Wo die Liebe hinfällt
Wo die Liebe hinfällt
Jetzt noch einen Caterer engagieren oder einen Musiker? Völlig aussichtslos. Alle sind ausgebucht. Denn es ist Saison. Heiratssaison. Jedes Wochenende irgendwo ein anderes Fest. Mal mit allem Pomp, der gegen Geld zu haben ist, mal ganz klein, im Garten, nur mit den Allerallerliebsten. Sollen alle genauso machen, wie‘s für sie passt, denke ich mir.
Heute auf den Tag genau vor 500 Jahren haben keine Geringeren als Martin Luther und Katharina von Bora geheiratet. Ja, genau: der Reformator und ehemalige Mönch und die entlaufene Nonne.
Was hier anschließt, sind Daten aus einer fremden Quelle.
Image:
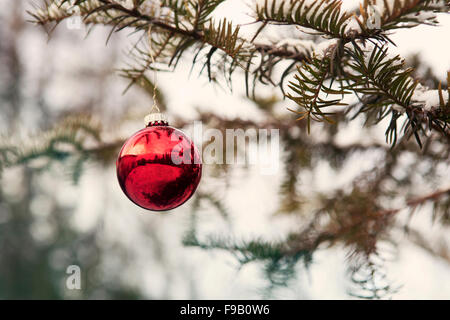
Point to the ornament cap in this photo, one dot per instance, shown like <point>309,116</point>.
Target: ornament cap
<point>156,119</point>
In Wittenberg wird das an diesem Wochenende ganz groß gefeiert.
Martin Luther und Katharina selbst, die haben damals im ganz kleinen Kreis geheiratet, wahrscheinlich weil die beiden ehemaligen Ordensleute auch‘n bisschen unsicher waren, wie das überhaupt geht: heiraten und zusammenleben und so weiter.
Von der Unsicherheit spüre ich etwas, wenn Luther schreibt: „Das erste Jahr der Ehe macht einem seltsame Gedanken. [… W]enn man am Tische sitzt, denkt man: Vorher war ich allein, nun bin ich zu zweit. Wenn man im Bette erwacht, sieht man ein Paar Zöpfe neben sich liegen, welche man früher nicht sah.“ – Verliebtes Staunen von Luther, der sonst um keine Grobheit verlegen ist. Auch er und Katharina mussten erst lernen, wie das geht: Lieben und leben, streiten und sich wieder vertragen.
Zwei Menschen sagen Ja, nicht nur für einen Tag, sondern für ein ganzes Leben. Es ist das schönste Fest und das größte Wagnis. Gott behüte alle, die an diesem Wochenende heiraten.